Współprzewodnicząca Zielonych, Rebecca Harms, ostro skrytykowała program prac jako sposób na zahamowanie deregulacji i atak na postępową politykę.
„Likwidacja ważnych przepisów społecznych i środowiskowych nie leży w interesie obywateli Europy i jedynie jeszcze bardziej podważy zaufanie społeczne do UE” – stwierdziła, wzywając Komisję do zmiany kursu.
Zimmer ubolewa również nad zniesieniem przepisów dotyczących ochrony środowiska.
„Juncker może twierdzić, że zniesienie prawodawstwa ma na celu uczynienie prawa UE „lżejszym, prostszym i mniej kosztownym” lub „usunięciem obciążeń administracyjnych”, ale nie może oszukać obywateli: jest to wyraźna próba wspierania neoliberalnego programu deregulacji, który ma na celu osłabienie standardy ochrony środowiska, zdrowia i bezpieczeństwa” – powiedziała EURACTIV.
Po prawej stronie nie wszyscy lubią duże problemy. „Nie potrzebujemy więcej unii” – stwierdził Kemall, nawiązując do wizji Komisji zakładającej utworzenie unii energetycznej i rynków kapitałowych.
„Zamiast tego musimy zadbać o dywersyfikację energii i lepsze połączenia międzysystemowe, abyśmy byli mniej zależni od energii z krajów o nieprzyjemnych reżimach. Musimy widzieć wydajne, przejrzyste i dobrze funkcjonujące rynki kapitałowe” – dodał.
Martwy punkt: Luxleaks
Zaangażowanie Junckera w skandal dotyczący uchylania się od płacenia podatków od osób prawnych w Luksemburgu niewątpliwie zepsuł początek jego kadencji.

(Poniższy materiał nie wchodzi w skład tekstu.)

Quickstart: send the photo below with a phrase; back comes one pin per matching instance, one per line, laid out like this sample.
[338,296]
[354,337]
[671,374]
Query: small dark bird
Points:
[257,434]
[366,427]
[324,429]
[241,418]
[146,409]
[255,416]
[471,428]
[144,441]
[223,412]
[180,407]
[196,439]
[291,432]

Chociaż Prezydent twierdził, że dochodzenie nie ujawniło niczego nielegalnego i że nie istniał konflikt interesów w związku z „interpretacjami indywidualnymi prawa podatkowego” wydanymi dużym przedsiębiorstwom, które są obecnie badane przez Komisję, afera Luxleaks przyćmiła pierwsze tygodnie robocze wykonawczy.
>> Przeczytaj: Jucker łamie przykrywkę dla Luxleaks
Unikaj faux pas
Analitycy zauważają, że nie tylko przez pierwsze trzy miesiące, ale prawdziwy test dla Komisji Junckera nadejdzie w 2015 roku. „Sam Juncker powiedział, że to Komisja ostatniej szansy. Jest to więc kluczowy rok” – powiedział Lanoo.
Komisja na lata 2014–2019 ma wiele na głowie – każdego dnia na pierwszy plan wysuwają się nieprzewidziane wydarzenia, w tym przede wszystkim terroryzm.
Powinna jednak unikać wpadania w pułapkę ograniczania się do gaszenia pożarów, wyciągając wnioski z lekcji Barroso II i w dalszym ciągu skupiać się na perspektywie długoterminowej, aby Europa wykorzystała „ostatnią szansę”, aby jej głos został usłyszany w świecie.
„To są politycy, a nie biurokraci. To właściwi ludzie do tego zadania” – zapewnił Weber.